I have also tried the undocumented getchecksum() however when I compare the old and new tables with getchecksum() it shows about 99% of the records have a difference and this should only be around 10 - 15%.

Any thoughts on this are greatly appreciated!
Avatar of ShogunWade
ShogunWade

you cant rely 100% on checksum by it's very nature of being a hashing algorythm it is an approximate measure of equality.

Ultimately i think you will need to join the records together and compare.  
Avatar of Jay Toops
can you build a key from some of the data fields?
ie is there any combination of data elements that doesn't get changed that would enable you to perform this?
Jay
Avatar of sifuhall

ASKER

Here is an example of the smaller table (approx. 11 million records):

EE      varchar      9
EmpGrpNo      varchar      7
EmpLast      varchar      20
EmpFirst      varchar      12
EmpAddr1      varchar      32
EmpAddr2      varchar      32
EmpCity      varchar      21
EmpState      varchar      2
EmpZip1      varchar      5
EmpZip2      varchar      4
EmpDOB      varchar      8
ID      int      4

EE is the SSN of the primary member (which will be repeated for each family member).
EmpGrpNo will be repeated for each person for a employee group
EmpLast is the last name of the primary member (which will be repeated for each family member)
EmpFirst is of the primary member (which will be repeated for each family member)
EmpAddr1 is of the primary member (which will be repeated for each family member)
EmpAddr2 is of the primary member (which will be repeated for each family member)
EmpCity is of the primary member (which will be repeated for each family member)
EmpState is of the primary member (which will be repeated for each family member)
EmpZip1 is of the primary member (which will be repeated for each family member)
EmpZip2 is of the primary member (which will be repeated for each family member)
EmpDOB is of the primary member (which will be repeated for each family member)
ID is the person Identifying number of this member (0 for primary member, 1 for spouse, 2 for a child, etc.)

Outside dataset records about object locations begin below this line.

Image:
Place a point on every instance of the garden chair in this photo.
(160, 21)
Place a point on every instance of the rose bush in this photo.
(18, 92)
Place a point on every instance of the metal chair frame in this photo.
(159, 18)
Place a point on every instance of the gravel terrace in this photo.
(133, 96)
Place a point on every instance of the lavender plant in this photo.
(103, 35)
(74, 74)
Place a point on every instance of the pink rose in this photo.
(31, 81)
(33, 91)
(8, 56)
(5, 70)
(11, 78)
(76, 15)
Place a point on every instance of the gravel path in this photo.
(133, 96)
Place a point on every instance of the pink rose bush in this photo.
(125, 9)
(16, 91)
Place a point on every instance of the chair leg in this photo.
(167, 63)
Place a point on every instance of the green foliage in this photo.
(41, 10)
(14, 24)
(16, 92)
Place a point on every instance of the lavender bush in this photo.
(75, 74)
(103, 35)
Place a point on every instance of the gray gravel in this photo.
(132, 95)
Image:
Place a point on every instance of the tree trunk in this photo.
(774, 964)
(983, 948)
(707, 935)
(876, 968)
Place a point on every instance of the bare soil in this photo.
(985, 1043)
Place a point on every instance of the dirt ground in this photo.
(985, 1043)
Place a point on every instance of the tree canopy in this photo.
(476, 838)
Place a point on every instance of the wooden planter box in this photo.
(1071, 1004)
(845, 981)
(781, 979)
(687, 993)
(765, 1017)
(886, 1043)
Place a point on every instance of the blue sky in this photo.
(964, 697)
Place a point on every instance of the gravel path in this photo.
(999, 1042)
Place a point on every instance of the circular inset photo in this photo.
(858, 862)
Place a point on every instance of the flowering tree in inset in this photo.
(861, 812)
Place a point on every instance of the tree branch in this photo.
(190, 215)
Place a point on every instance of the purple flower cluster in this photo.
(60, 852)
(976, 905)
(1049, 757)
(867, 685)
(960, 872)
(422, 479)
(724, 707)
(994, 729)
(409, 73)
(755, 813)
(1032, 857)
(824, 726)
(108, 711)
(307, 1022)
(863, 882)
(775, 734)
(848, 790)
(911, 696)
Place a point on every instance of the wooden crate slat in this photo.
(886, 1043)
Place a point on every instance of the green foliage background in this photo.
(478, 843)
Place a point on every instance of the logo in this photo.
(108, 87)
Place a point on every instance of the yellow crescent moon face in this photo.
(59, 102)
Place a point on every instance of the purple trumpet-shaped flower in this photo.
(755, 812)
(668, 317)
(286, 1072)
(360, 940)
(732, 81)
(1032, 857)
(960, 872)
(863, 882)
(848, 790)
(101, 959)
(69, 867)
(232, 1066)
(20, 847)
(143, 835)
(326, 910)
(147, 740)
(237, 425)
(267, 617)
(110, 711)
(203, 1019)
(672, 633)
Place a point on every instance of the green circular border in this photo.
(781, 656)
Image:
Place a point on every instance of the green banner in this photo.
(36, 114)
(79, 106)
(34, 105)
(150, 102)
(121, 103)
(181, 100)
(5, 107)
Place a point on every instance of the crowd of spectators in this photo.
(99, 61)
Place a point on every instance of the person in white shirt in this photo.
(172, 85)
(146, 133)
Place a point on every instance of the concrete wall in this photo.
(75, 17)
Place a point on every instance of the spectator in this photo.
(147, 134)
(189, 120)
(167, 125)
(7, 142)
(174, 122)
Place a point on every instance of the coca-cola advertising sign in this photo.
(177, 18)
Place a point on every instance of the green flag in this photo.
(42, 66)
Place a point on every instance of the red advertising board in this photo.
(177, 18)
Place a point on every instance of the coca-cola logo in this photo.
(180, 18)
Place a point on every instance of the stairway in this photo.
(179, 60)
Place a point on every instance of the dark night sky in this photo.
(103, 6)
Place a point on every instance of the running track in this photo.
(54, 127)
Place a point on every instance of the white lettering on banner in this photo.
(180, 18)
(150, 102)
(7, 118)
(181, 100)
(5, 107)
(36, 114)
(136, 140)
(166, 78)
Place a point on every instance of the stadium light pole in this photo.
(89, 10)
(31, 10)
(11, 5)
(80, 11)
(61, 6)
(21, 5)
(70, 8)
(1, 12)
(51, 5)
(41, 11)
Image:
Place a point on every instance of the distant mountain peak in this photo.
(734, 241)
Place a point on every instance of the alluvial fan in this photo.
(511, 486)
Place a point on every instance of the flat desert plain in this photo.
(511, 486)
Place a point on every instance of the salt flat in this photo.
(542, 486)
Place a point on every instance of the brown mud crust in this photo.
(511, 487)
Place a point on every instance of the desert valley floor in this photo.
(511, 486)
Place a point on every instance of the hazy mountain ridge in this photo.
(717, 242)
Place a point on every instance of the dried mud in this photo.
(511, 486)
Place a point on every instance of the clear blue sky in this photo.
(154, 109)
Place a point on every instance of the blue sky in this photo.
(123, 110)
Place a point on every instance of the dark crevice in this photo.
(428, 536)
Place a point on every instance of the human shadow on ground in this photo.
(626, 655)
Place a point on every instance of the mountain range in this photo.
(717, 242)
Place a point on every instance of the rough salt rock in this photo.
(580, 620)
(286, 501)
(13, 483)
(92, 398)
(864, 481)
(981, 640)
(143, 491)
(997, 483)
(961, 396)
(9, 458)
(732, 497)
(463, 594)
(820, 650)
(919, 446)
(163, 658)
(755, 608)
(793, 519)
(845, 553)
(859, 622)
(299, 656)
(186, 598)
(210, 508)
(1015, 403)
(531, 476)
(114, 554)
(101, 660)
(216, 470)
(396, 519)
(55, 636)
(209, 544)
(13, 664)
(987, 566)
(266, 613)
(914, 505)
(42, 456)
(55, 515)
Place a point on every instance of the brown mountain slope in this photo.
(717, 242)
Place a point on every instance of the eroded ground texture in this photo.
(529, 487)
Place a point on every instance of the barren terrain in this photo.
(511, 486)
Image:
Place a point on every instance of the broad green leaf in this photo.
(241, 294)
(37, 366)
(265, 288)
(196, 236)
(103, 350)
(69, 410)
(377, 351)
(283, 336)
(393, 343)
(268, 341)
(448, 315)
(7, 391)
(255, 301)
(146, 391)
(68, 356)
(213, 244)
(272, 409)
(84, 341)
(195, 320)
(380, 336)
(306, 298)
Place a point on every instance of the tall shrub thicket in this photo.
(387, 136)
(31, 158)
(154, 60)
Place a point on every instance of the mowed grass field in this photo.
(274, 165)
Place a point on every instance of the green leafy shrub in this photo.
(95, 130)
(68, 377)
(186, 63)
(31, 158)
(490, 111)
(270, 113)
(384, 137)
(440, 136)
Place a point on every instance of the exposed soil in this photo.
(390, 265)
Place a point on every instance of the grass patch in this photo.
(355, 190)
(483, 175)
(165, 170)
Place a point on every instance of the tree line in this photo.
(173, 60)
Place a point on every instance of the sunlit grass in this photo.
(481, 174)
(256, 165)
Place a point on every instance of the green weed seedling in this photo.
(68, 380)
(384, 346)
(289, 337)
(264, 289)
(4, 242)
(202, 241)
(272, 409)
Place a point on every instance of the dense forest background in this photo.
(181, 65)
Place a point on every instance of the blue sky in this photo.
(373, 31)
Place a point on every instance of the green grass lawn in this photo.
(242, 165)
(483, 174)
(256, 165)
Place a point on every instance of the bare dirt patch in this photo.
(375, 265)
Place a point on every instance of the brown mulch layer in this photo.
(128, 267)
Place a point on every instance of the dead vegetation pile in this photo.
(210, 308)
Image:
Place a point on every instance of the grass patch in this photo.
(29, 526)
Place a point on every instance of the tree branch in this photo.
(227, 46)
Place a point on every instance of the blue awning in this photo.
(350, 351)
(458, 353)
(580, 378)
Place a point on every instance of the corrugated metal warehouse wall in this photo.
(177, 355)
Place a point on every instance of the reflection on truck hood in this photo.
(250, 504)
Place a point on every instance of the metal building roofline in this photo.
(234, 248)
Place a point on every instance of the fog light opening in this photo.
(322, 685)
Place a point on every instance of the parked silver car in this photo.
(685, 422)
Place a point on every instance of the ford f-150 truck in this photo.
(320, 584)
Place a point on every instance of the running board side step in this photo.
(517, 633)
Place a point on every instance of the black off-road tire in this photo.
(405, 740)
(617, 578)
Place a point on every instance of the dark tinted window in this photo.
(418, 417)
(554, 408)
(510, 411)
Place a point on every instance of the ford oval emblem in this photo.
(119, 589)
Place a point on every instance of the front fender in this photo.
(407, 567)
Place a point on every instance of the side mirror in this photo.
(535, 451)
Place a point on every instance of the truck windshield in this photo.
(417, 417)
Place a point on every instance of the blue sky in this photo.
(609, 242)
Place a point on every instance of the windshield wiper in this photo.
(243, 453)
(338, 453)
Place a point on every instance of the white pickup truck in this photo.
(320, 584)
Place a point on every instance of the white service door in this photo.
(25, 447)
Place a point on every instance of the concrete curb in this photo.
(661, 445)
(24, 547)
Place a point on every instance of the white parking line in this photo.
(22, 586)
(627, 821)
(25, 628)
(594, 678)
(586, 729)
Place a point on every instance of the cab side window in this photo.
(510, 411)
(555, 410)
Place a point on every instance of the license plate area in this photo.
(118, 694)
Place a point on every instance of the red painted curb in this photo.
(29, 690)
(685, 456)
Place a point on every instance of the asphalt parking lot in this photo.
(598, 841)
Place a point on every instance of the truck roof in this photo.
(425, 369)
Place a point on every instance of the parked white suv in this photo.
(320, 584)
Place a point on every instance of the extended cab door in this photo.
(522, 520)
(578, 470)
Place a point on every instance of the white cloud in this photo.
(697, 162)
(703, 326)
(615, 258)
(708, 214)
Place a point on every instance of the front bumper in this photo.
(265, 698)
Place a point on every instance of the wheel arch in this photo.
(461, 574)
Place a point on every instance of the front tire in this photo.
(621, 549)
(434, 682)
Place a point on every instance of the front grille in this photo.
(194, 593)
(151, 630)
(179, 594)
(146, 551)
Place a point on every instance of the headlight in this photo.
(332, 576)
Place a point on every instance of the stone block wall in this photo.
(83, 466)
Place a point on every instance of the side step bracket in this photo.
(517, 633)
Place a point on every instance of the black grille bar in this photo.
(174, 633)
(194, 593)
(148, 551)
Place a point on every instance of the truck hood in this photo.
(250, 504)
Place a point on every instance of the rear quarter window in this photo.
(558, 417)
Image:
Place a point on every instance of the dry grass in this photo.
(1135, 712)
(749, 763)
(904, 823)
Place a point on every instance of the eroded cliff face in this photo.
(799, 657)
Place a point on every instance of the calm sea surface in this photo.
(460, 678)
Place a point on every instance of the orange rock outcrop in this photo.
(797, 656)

So how can I create a statement that identifies if any of the fields have changed?

I really wish we could modify the data sent from the user to indicate when it was last updated, etc. but that is not possible,
ok this is not to tough .. but will require some cpu crunching.
your unique KEY IS  (Drumroll please)
EE+ID

so you can do this

select t1.* from
table1 t1, table2 t2
where
t1.EE = t2.EE and t2.ID =t2.ID and
t1.EmpGrpNo+t1.EmpLast+t1.EmpFirst+t1.EmpAddr1+t1.EmpAddr2+t1.EmpCity+t1.EmpState+t1.EmpZip1+t1.EmpZip2+t1.EmpDOB <> t2.EmpGrpNo+t2.EmpLast+t2.EmpFirst+t2.EmpAddr1+t2.EmpAddr2+t2.EmpCity+t2.EmpState+t2.EmpZip1+t2.EmpZip2+t2.EmpDOB

This will give you a list of records changed.

Jay
O.K.

I have faced this problem with > 100 million row per day fields and developed a solution that should work for you as well.

BTW, you have a unique identifier; it is simply the compound of EE and ID, in that order.

You were also kind of on the right track with getchecksum() but by the time it gets into the database, it is too late.

What you need to do is create a program to pre-process the flat files that adds the CRC-32 value to the end of the record before they are loaded into the database.  If you like, you can have this same program make a connection to the database with DBlib and use the Bulk Copy access directly.  Certainly not necessary but it takes an extra step out of the process.

So you have run the files through the pre-processor and loaded them into working tables in the database.  (The permenant tables also must retain the CRC32 field for this to work.)  Next build a coverage index on the working table with the EE, ID, and CRD32 fields.  Then perform a full outer join between the premeant and working tables stuffing the results into another working table, or better yet, a temporary table.  The select list should include the EE, ID, and CRC32 from the permanant table as well as all the fields from the working table.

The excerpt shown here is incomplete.